Ever since Mrs. Amberson, the former-aspiring-actress-turned-agent, entered Scarlett Martin's life, nothing has been the same.

She's still in charge of the Empire Suite in her family's hotel, but she's now also Mrs. Amberson's assistant, running around town for her star client, Chelsea - a Broadway star Scarlett's age with a knack for making her feel insignificant.

Scarlett's also trying to juggle sophomore year classes, her lab partner who is being just a little TOO nice, and getting over the boy who broke her heart.

In the midst of all this, her parents drop a bombshell that threatens to change her New York life forever...

Scarlett Fever picks up a few weeks after the first book ends, so it doesn't take long to get going. In fact, with Scarlett juggling school, helping her family, nursing a broken heart, and working for the very eccentric Mrs. Amberson, her frenzied life makes for a fast-paced book that I wanted to devour in one sitting. But I decided to pace myself and soak up the story, which Maureen Johnson filled with whimsical characters and lively adventures.

The Martin family, as always, was very lovable. Their struggles to take care of their family and maintain a cash-strapped hotel in a city filled with some of richest people in the world was realistic without being too preachy. I always root for the scrappy underdog, especially when they're as charismatic and well-deserving of good things as the Martins are. I'd love to be a guest at the Hopewell Hotel.

Some things were predictable, like the storyline revolving around Spencer's big acting break. But the way it was written was side-splitting funny.

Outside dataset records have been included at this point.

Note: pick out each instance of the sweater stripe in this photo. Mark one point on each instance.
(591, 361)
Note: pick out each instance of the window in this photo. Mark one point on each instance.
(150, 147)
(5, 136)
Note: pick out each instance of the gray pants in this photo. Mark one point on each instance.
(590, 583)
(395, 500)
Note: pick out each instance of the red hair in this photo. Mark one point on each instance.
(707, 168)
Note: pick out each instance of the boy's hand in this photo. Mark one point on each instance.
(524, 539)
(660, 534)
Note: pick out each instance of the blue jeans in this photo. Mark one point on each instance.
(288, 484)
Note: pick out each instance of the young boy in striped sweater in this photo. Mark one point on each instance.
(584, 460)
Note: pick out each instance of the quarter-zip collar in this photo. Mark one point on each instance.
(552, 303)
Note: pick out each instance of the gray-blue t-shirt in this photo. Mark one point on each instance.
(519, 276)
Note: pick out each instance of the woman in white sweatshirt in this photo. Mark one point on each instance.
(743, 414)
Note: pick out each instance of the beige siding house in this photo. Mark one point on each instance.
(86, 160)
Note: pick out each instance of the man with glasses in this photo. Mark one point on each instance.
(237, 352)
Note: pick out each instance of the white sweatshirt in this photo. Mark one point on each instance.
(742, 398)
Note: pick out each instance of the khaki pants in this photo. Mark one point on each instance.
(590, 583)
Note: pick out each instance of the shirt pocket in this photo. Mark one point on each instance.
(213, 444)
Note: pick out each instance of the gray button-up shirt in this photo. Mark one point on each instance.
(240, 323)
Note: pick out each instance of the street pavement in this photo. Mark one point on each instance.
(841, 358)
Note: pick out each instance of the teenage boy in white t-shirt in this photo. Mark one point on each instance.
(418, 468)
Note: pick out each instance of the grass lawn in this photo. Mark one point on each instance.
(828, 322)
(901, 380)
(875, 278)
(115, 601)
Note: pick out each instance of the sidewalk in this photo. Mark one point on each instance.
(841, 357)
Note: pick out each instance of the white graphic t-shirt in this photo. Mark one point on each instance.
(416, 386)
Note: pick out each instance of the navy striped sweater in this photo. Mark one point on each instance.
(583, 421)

And, while it was a bit under-whelming, I was glad to see Marlene's storyline extended. Her suspiciously nice behavior caught me--and Scarlett--off guard.

Lola's role in the book was heartbreaking, but quietly so. I think it's fascinating that in the midst of such a raucous world, there's a vulnerable, drama-free character who manages to stir up controversy and shock everyone.

One of the things Maureen Johnson rocks at doing is developing complex characters, and the introduction of Broadway star Chelsea, Scarlett's lab partner Max, school friends, and even a neurotic dog named Murray, was no exception. I enjoyed the interactions and the way Scarlett could land smack-dab in the middle of any plot and not feel out of place or forced there.

Even better, it was great to see a female protagonist deal with a breakup and her feelings for a boy without coming off as silly. Sure, she was a little obsessive (How many times can you watch a single YouTube video?), but she had a life and friends outside of Eric.

I think you'd have to read Suite Scarlett to understand what's going on in this book, but it's worth it. Both are great reads. In fact, Scarlett Fever far exceeded my expectations and was even more charming and hilarious than its predecessor. That's rare.

In short, I loved this book. The cliffhanger ending left me pouting and wanting more.